La transposition en droit interne des directives montre l'influence du droit communautaire sur ce secteur. Elles ont accompagné une libéralisation qui sera nécessaire à l'apparition des énergies renouvelables.

La transposition de la première directive s'est donc faite par la loi du 10 février 2000 qui impose la création d'un service de transport, à l'intérieur d'EDF « indépendant sur le plan de la gestion des autres activités» ». Cela a donné naissance à RTE (Réseau de Transport d'Electricité). Également une séparation comptable a été imposée par l'article 25 de cette loi. Elle se traduit en droit interne par l'obligation pour Électricité de France et les autres distributeurs non nationalisés de faire « figurer, dans leur comptabilité interne, un bilan et un compte de résultat pour chaque activité dans le secteur de l'électricité devant faire l'objet d'une séparation comptable en vertu de l'alinéa ci-dessus, ainsi que, le cas échéant, pour l'ensemble de leurs autres activités » . Les activités de production et de distribution doivent donc être dissociées au niveau comptable.

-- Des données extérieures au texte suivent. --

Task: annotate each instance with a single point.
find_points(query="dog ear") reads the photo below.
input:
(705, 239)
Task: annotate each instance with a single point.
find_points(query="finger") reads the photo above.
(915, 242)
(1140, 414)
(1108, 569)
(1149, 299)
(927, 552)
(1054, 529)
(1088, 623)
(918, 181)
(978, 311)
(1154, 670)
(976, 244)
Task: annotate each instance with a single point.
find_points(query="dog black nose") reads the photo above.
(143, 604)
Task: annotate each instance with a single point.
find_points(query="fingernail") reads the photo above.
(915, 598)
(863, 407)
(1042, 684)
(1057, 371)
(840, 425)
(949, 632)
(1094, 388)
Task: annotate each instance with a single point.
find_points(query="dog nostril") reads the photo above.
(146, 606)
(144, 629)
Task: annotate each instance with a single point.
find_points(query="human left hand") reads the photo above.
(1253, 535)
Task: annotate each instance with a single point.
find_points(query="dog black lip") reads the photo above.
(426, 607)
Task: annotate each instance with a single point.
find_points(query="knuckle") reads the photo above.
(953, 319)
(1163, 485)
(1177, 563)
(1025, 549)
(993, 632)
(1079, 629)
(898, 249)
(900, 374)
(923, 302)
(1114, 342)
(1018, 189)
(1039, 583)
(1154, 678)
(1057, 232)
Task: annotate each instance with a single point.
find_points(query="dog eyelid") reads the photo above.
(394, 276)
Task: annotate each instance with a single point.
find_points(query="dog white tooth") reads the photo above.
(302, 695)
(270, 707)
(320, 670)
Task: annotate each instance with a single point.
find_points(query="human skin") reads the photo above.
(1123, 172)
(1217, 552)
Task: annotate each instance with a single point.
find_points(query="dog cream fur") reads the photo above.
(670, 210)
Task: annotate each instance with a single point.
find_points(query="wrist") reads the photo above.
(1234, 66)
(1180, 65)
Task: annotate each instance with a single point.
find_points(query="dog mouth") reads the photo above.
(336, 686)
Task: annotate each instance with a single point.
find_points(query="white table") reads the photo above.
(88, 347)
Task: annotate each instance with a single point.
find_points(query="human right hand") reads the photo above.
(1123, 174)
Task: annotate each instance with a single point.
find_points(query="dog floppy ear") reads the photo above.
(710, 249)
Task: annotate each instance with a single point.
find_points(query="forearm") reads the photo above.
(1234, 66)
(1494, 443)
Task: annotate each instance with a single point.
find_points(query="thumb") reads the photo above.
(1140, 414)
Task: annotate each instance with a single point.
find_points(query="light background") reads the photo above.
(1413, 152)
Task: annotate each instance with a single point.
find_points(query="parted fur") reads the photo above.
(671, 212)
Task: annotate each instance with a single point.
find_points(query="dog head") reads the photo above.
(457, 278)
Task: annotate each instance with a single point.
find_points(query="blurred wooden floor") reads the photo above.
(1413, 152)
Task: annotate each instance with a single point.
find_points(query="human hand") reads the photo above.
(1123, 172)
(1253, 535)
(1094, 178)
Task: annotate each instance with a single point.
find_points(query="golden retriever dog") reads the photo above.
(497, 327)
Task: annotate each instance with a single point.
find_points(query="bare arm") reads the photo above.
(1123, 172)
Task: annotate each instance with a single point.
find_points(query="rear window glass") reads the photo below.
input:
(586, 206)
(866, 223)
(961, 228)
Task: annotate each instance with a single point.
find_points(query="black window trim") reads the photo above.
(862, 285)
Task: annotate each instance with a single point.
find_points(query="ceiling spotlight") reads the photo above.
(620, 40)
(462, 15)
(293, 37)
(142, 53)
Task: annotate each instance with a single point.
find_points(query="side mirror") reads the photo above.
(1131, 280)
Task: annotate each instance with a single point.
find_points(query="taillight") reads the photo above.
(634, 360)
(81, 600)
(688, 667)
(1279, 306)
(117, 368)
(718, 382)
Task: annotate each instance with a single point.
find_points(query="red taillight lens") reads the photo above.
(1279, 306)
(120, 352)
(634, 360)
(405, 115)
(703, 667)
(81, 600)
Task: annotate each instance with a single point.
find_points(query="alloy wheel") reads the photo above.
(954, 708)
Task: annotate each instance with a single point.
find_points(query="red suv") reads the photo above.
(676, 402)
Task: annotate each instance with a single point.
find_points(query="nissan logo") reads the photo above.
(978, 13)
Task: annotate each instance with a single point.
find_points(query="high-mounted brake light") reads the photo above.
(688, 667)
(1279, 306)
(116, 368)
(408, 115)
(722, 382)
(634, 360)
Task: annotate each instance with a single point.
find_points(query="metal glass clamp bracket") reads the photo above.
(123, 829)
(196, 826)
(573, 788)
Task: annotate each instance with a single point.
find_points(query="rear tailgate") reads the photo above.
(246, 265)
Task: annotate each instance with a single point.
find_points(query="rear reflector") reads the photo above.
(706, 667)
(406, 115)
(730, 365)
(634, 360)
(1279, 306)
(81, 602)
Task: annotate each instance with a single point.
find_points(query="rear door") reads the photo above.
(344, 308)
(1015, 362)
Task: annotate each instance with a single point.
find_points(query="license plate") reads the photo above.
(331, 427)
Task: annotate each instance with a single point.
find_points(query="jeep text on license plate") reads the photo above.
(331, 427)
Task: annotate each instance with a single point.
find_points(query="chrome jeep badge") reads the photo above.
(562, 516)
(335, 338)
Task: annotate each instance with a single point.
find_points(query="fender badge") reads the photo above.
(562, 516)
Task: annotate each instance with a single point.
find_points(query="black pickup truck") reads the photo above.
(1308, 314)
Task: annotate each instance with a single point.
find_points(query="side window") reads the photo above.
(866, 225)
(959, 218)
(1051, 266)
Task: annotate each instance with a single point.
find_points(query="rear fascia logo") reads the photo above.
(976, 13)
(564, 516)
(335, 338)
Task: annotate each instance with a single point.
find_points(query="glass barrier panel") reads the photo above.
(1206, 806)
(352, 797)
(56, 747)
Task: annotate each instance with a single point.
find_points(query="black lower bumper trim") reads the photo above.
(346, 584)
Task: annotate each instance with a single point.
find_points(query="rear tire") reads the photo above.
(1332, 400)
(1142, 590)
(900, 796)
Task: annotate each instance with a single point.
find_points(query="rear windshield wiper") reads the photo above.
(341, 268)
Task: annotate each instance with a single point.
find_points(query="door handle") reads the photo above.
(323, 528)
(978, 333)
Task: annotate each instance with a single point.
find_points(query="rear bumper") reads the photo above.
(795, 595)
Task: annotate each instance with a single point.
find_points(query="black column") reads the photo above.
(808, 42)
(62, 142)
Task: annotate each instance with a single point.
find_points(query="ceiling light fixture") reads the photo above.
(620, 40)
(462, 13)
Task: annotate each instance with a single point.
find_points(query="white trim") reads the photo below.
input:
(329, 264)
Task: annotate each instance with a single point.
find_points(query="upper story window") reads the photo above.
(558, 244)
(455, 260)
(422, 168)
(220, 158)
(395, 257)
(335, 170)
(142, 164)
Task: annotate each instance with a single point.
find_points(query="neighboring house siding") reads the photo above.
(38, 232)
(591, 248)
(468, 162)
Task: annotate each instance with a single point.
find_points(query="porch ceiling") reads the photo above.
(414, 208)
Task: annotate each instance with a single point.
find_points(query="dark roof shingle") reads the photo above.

L'article 16 précise quand à lui que « le gestionnaire du réseau public de transport préserve la confidentialité des informations d'ordre économique, commercial, industriel, financier ou technique dont la communication serait de nature à porter atteinte aux règles de concurrence libre et loyale et de non-discrimination imposées par la loi ».

Par la loi du 10 février 2000, on retrouve donc les trois obligations posées par la directive de 1996: obligation de séparation de gestion , séparation comptable et protection des données récoltées dans le cadre de l'activité de gestion. Il y a donc eu de la part de la France le souci de respecter ces contraintes imposées par le droit interne. Cette transposition même si elle s'est faite en retard n'a pas posé de difficultés. Ce fut également le cas pour la suivante.

La deuxième transposition fut celle opérée par la loi du 9 aout 200453. Pour être conforme à la directive de l'Union qui imposait la séparation juridique, la loi transforma RTE en une société anonyme dont le capital était détenu par EDF(article 7). La séparation allait donc plus loin. Cela correspondait aux exigences de la directive européenne: à la séparation fonctionnelle, se substituait la séparation juridique. De plus, les biens relatifs aux activités de production furent transmis à RTE. De cette façon les biens n 'étaient plus la propriété de EDF. La transposition allait même plus loin que les exigences européenne.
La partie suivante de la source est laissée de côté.